When my wife Helen was young, the lauhala gathered by her aunts and uncles at E. E. Brown beach park were washed in the ocean nearby to remove the dirt that the leaves normally collect. Other weavers routinely use fresh water at home for this purpose.
Before or after cleaning, remove the outer thorns and the midrib. There are a variety of tools for this as shown below. Auntie Rosie even used her thumbnail sometimes! Remember always to do the edge stripping going from the wide base to the narrow tail when using these tools.
I usually put the needle (top), bamboo (bottom) or other tool through the leaf about 3/16″ in from the edge when doing this operation. Sometimes when the leaf is curled over, it’s helpful to use your forefinger to separate the strip as shown in the Bird et al. reference above.
Lauhala which is suitable for weaving will separate from the thorns cleanly, while older, degraded material will tear or flake on the edges of the seams and should not be used.

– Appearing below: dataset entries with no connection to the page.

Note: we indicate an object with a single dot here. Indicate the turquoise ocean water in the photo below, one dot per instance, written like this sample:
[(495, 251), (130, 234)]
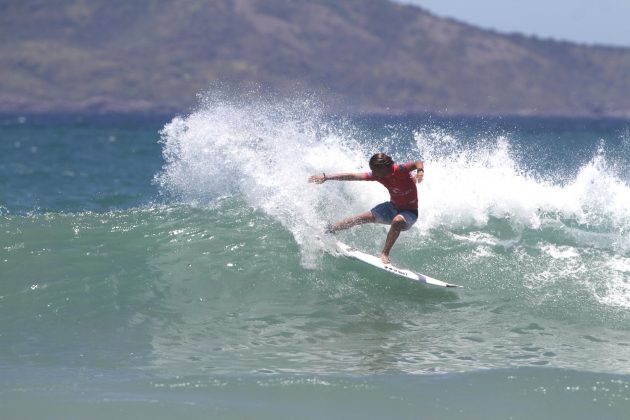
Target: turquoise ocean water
[(156, 268)]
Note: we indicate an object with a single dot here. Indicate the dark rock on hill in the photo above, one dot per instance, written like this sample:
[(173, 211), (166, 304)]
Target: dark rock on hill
[(356, 55)]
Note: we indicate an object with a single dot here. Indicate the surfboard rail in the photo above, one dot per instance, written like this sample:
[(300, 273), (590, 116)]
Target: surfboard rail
[(402, 272)]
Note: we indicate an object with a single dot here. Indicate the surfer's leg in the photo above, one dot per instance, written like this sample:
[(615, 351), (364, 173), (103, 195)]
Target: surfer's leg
[(349, 222), (398, 225)]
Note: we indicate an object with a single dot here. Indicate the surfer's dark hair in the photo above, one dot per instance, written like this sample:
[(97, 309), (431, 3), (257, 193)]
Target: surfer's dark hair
[(379, 160)]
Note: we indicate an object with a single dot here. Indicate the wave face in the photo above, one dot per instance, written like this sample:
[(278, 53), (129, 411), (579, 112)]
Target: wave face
[(218, 267)]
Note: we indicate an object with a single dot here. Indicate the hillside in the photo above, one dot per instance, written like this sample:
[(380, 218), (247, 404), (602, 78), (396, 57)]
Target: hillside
[(357, 55)]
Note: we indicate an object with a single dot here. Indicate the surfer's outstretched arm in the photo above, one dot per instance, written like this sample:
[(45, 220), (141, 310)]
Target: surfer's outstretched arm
[(320, 179)]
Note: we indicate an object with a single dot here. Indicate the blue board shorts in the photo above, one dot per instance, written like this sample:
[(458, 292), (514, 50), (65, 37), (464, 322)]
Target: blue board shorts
[(385, 213)]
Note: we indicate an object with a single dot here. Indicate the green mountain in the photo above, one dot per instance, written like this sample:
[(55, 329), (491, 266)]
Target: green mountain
[(356, 55)]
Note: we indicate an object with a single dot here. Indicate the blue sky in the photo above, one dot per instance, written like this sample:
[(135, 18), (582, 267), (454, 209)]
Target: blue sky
[(601, 22)]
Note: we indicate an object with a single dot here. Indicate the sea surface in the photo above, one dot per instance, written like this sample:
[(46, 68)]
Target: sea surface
[(176, 267)]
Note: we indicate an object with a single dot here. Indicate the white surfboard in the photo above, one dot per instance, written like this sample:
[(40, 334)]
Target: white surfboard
[(376, 262)]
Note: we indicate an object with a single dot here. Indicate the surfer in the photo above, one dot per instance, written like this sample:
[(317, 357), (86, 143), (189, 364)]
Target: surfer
[(401, 212)]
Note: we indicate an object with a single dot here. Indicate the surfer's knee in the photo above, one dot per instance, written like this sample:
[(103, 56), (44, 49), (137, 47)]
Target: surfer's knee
[(399, 222)]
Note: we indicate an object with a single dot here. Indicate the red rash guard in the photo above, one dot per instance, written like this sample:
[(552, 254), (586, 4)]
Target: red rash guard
[(401, 186)]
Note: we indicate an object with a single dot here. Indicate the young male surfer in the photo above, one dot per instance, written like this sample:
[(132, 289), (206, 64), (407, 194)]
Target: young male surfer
[(401, 212)]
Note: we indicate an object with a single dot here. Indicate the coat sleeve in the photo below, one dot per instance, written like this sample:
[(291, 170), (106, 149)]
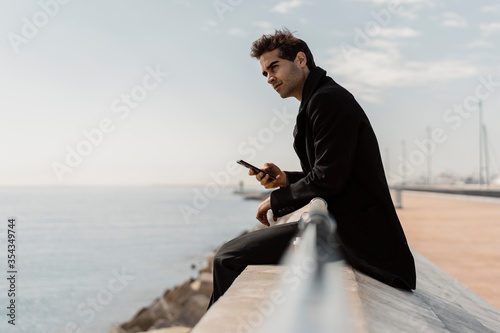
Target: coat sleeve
[(335, 134), (294, 176)]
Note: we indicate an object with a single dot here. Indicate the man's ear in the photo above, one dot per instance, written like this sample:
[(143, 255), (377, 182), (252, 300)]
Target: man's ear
[(301, 58)]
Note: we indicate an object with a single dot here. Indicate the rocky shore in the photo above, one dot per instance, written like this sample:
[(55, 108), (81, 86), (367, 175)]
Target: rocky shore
[(179, 309)]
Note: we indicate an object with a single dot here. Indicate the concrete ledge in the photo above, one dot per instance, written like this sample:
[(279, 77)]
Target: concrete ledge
[(439, 304)]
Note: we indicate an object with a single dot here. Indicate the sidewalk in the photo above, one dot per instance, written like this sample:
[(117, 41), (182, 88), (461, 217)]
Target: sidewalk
[(461, 237)]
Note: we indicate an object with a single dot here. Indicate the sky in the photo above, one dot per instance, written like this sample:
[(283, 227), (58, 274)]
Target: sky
[(165, 92)]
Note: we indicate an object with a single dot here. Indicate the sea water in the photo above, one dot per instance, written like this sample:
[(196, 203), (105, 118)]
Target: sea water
[(88, 258)]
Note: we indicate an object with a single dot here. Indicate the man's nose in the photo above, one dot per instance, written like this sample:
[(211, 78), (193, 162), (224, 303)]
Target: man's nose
[(270, 78)]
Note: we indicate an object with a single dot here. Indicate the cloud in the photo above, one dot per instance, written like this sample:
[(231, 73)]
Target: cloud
[(479, 44), (237, 32), (491, 9), (370, 72), (451, 19), (285, 6), (398, 33), (264, 25), (489, 28), (408, 15), (430, 3)]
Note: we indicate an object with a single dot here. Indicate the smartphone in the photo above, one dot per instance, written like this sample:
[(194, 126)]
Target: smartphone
[(254, 168)]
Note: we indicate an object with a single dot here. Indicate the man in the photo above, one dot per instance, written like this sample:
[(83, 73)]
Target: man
[(340, 162)]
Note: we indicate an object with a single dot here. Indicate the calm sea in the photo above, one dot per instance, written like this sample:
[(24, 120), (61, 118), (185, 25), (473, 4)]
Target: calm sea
[(89, 258)]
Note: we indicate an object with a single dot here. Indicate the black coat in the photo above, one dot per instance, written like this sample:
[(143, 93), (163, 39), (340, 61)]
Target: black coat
[(341, 163)]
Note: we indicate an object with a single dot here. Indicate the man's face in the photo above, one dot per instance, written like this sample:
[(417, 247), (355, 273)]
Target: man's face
[(285, 76)]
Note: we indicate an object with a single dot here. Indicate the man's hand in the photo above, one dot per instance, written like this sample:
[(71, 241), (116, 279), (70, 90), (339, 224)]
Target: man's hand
[(273, 170), (262, 212)]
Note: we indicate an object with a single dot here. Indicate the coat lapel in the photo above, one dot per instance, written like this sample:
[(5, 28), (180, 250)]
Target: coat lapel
[(310, 86)]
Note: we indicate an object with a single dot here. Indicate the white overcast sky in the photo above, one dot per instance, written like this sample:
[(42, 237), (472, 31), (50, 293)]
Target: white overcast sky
[(408, 70)]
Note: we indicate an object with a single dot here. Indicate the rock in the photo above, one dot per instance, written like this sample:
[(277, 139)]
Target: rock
[(194, 309), (148, 316), (206, 284), (176, 329)]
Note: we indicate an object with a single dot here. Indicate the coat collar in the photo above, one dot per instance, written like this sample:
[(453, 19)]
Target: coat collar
[(312, 81)]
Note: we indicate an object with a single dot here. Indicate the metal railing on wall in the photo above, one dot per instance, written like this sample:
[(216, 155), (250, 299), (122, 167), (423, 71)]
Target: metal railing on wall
[(313, 295)]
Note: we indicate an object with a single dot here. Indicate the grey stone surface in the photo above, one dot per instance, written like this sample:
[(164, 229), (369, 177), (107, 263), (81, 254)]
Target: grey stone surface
[(439, 304)]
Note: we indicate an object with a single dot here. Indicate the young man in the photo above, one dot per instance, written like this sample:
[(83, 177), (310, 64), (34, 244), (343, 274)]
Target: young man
[(341, 163)]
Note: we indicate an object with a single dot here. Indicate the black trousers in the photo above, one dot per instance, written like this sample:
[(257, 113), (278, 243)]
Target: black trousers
[(260, 247)]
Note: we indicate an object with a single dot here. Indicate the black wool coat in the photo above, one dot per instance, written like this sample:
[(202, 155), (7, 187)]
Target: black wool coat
[(341, 163)]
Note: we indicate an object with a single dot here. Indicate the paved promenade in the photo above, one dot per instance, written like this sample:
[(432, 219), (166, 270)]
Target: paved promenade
[(462, 237)]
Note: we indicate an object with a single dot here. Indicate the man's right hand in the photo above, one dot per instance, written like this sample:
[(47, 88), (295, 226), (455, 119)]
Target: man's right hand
[(273, 170)]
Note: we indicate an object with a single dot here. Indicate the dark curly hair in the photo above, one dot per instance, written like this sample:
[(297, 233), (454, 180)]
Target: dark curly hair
[(286, 42)]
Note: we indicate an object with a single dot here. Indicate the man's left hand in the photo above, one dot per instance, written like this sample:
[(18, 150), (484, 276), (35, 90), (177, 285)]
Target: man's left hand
[(262, 212)]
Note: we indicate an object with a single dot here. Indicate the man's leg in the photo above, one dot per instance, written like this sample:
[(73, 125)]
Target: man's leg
[(260, 247)]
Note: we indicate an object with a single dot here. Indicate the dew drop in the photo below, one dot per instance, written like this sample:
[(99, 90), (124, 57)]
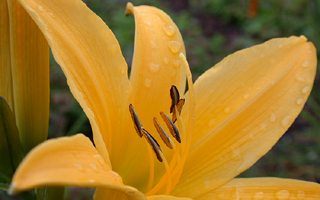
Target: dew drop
[(258, 196), (153, 45), (154, 67), (227, 110), (305, 89), (306, 64), (176, 63), (286, 121), (79, 167), (40, 7), (91, 180), (174, 46), (169, 30), (273, 117), (212, 122), (174, 72), (246, 96), (300, 78), (301, 195), (94, 167), (165, 60), (147, 83), (263, 127), (282, 195), (299, 101)]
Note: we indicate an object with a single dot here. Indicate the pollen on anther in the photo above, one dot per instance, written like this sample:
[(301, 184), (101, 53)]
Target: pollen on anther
[(172, 128), (179, 108), (136, 120), (175, 96), (153, 143), (166, 139)]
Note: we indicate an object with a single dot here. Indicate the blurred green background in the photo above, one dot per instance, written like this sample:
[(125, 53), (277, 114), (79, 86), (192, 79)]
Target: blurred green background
[(213, 29)]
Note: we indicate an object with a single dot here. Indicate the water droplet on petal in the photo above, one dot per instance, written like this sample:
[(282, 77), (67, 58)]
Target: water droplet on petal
[(79, 167), (94, 167), (246, 96), (305, 89), (258, 196), (165, 60), (176, 63), (212, 122), (40, 7), (147, 83), (282, 195), (306, 64), (300, 78), (227, 110), (153, 45), (299, 101), (174, 72), (169, 30), (174, 46), (286, 121), (154, 67), (273, 117), (263, 127), (91, 180)]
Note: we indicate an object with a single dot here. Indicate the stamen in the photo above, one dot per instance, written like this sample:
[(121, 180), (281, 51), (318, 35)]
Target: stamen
[(173, 129), (175, 96), (166, 139), (153, 143), (179, 108), (136, 120)]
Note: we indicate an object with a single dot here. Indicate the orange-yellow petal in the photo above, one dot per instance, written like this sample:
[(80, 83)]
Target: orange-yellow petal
[(91, 59), (156, 67), (70, 161), (265, 188), (125, 193), (243, 106), (164, 197), (29, 53)]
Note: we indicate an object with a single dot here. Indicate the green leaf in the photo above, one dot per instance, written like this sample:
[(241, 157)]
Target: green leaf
[(11, 150), (50, 193)]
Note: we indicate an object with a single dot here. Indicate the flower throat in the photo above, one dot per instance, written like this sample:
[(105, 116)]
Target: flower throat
[(180, 147)]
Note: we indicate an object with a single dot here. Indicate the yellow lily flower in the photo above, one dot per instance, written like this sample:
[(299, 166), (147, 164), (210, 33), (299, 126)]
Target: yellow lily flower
[(24, 72), (236, 112)]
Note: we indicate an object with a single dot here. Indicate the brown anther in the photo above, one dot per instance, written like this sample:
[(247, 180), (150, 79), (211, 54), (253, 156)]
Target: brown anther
[(136, 120), (164, 136), (153, 143), (173, 129), (179, 108), (175, 96)]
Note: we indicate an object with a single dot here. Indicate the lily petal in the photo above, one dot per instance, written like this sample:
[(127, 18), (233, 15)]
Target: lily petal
[(156, 65), (68, 161), (91, 59), (5, 57), (243, 106), (29, 53), (265, 188), (163, 197), (126, 193)]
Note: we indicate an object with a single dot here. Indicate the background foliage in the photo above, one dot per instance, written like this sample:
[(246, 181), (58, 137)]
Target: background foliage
[(212, 29)]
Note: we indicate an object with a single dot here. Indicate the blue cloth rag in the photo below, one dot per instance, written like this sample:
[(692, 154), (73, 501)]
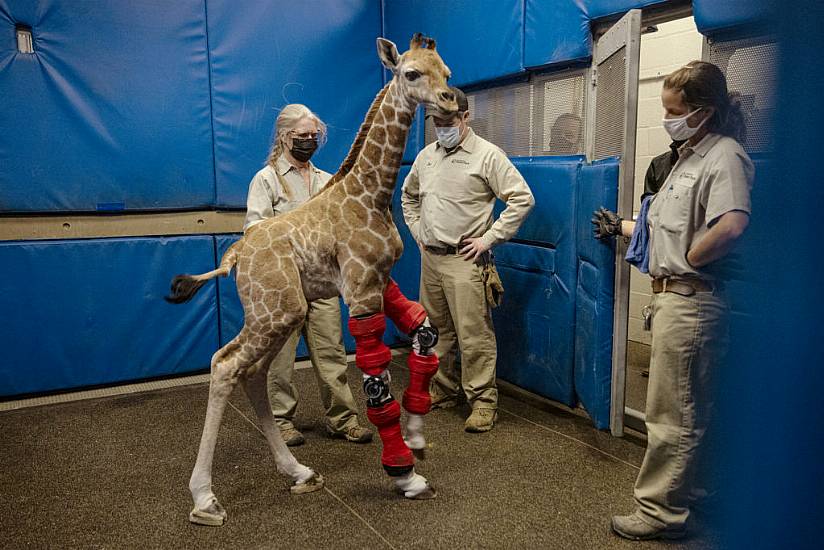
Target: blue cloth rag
[(638, 251)]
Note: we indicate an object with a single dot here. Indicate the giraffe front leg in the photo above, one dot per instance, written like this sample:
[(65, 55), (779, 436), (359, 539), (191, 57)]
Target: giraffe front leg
[(207, 509), (372, 356), (410, 318), (304, 479)]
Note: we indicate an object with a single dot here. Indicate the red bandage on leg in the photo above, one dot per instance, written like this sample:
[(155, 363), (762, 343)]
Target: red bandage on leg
[(396, 457), (371, 354), (406, 314), (422, 368)]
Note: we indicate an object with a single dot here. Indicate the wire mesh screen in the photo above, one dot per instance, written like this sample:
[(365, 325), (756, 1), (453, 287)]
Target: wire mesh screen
[(610, 106), (545, 116), (750, 66)]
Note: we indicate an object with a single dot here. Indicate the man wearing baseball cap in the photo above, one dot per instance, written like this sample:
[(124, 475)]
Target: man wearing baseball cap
[(447, 201)]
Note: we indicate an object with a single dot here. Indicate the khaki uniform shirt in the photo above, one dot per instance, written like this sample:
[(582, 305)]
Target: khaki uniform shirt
[(449, 196), (268, 198), (710, 179)]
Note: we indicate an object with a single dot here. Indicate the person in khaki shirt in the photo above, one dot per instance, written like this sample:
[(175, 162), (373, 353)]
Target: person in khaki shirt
[(447, 201), (287, 181), (694, 221)]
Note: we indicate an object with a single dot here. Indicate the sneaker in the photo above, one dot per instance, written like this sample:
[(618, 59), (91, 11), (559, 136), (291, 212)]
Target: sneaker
[(481, 420), (292, 437), (355, 434), (632, 527), (441, 400)]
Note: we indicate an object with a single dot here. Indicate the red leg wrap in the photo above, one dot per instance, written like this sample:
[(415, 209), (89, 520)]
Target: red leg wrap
[(422, 368), (396, 456), (371, 354), (406, 314)]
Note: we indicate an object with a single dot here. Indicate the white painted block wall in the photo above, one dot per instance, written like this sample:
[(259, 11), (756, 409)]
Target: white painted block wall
[(674, 45)]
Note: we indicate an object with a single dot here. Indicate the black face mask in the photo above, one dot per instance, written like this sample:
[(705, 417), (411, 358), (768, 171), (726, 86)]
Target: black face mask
[(303, 149)]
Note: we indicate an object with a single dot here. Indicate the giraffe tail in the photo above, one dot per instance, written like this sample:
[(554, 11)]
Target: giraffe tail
[(184, 287)]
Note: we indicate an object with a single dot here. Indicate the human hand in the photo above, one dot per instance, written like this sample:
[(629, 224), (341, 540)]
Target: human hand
[(607, 223), (475, 246)]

It’s important to understand that the process of choosing good material occurs at nearly every step of the process including the choice of material during the actual weaving process. Often only 1/4 of the leaves initially chosen for example for hat material are finally used in the weaving.
It doesnʻt take very long before you find the need for many more tools to help with your weaving/plaiting. Shopping in the fishing section of big box stores will often provide a great container as shown below:
After the edge stripping, the thorns in the middle of the leaf need to be dealt with. You can either use a knife or one blade of a pair of scissors to scrape them smooth. Always scrape from the tip towards the base.
Or you can use the same tool that you used on the outer thorns and remove the center section entirely by going along first one side of the center strip and then the other. Some weavers ( Kelii for example) use a tool that has a pair of cutters so that the job can be done in a single pass.
Now wipe the thornless leaves with a damp cloth to remove the dirt from the leaves and also to smooth the leaves somewhat. Leaves which are stiff and curled may need to be soaked in hot water. After that begins the flattening and softening process.
Flattening and Softening the Lauhala
Some folks wrap the leaf around their hand, forwards and backwards many times until the leave is uniformly pliable and the curled sections flattened. Others use a section of bamboo or PVC with slots cut partway down one side of one end and do a similar process.
Yet another approach is to use a pasta machine and let the machine rollers help with the softening. Care must be taken when using the pasta machine that the rollers are not too close together. An over compressed leaf can cause problems later during the weaving process when the leave is moistened and the leaf expands to its original size or delaminates.
The pictures below show a lauhala roller I believe made by my wife Helen’s uncle. The top picture shows the long view. The horizontal board is clamped onto a table top when in use. The next two views show opposing sides of the working mechanism. In practice, the thick end of the lauhala is inserted between the two dowels and the handle turned. When the end of the lauhala is reached the process is reversed as many times as needed to flatten and soften the lauhala.
Long view of the roller
Handle side of the roller
Lauhala holding side of the roller
Drying and Storing the Lauhala
If I have a choice in Hilo, I like to dry the leaves on the grass after washing them. When spread out, there’s space all around the leaves for the water to evaporate. Another approach is to use metal hangers which attach to a fence for drying as shown below.
Lau attached to a metal hanger which fits over the top bar of a cyclone fence
Lauhala attached to the fence, blowing in the wind…
When the leaves are pliable and dry, they are rolled into a kuka’a as described in the two videos mentioned above. Leaves should be stored for at least a week in the kuka’a before using so that the leaves will remain flat when they are unrolled.